While engaging in digital play like video games, Asiimwe says that it sparks traits like perseverance and determination in kids where they are required to stay alive or beat an opponent as well as overcome different obstacles to win.
“In a world that is increasingly becoming digitalized, children must be exposed to technology to prepare them for the future. We live in a world where basic tech skills have become mandatory in every job. When introduced to children at an early age, technology opens a world of possibilities for children by inspiring problem solving and inquisitive mindsets. Technology allows kids to explore and satisfy their curiosity through channels like YouTube where they can learn anything and expand their knowledge,” she says.
Perhaps even most importantly, Asiimwe says introducing children to technology is early preparation for in-demand job skills in a world where most jobs are becoming digitalized.
“Education is transitioning from the four walls of a classroom to virtual learning and the COVID-19 pandemic has further emphasized the need for tech skills even for children.

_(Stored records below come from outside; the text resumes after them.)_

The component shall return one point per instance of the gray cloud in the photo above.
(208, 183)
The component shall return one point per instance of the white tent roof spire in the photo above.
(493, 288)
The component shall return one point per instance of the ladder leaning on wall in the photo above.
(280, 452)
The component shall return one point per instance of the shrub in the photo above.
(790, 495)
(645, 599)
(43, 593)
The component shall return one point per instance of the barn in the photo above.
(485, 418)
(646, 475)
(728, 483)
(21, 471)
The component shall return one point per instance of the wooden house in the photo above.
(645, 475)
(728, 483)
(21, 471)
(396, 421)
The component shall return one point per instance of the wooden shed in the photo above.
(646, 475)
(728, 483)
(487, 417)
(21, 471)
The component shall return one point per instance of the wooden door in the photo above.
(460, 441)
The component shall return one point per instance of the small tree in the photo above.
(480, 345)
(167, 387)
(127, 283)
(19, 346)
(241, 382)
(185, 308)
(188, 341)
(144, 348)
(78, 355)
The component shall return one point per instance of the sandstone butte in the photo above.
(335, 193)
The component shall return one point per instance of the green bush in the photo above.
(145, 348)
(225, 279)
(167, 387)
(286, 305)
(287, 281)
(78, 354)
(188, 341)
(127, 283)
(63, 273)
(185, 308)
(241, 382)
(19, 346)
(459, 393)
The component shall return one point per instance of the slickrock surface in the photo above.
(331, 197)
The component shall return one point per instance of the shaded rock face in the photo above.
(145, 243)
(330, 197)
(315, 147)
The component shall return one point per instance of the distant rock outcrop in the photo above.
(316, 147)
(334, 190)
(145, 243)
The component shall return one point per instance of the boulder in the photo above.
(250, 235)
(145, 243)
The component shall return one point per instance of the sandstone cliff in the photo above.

This disruption was easier to navigate for children who already had some tech knowledge,” she says.
The Innovation Village wants to create a world where children can explore and satisfy their curiosity by introducing them to STEM (Science Technology Engineering and Mathematics). This would help to fast-track the path to innovation at an early age.
“We want to create a world where that enables children to create and test disruptive ideas and innovations,” Asiimwe concludes.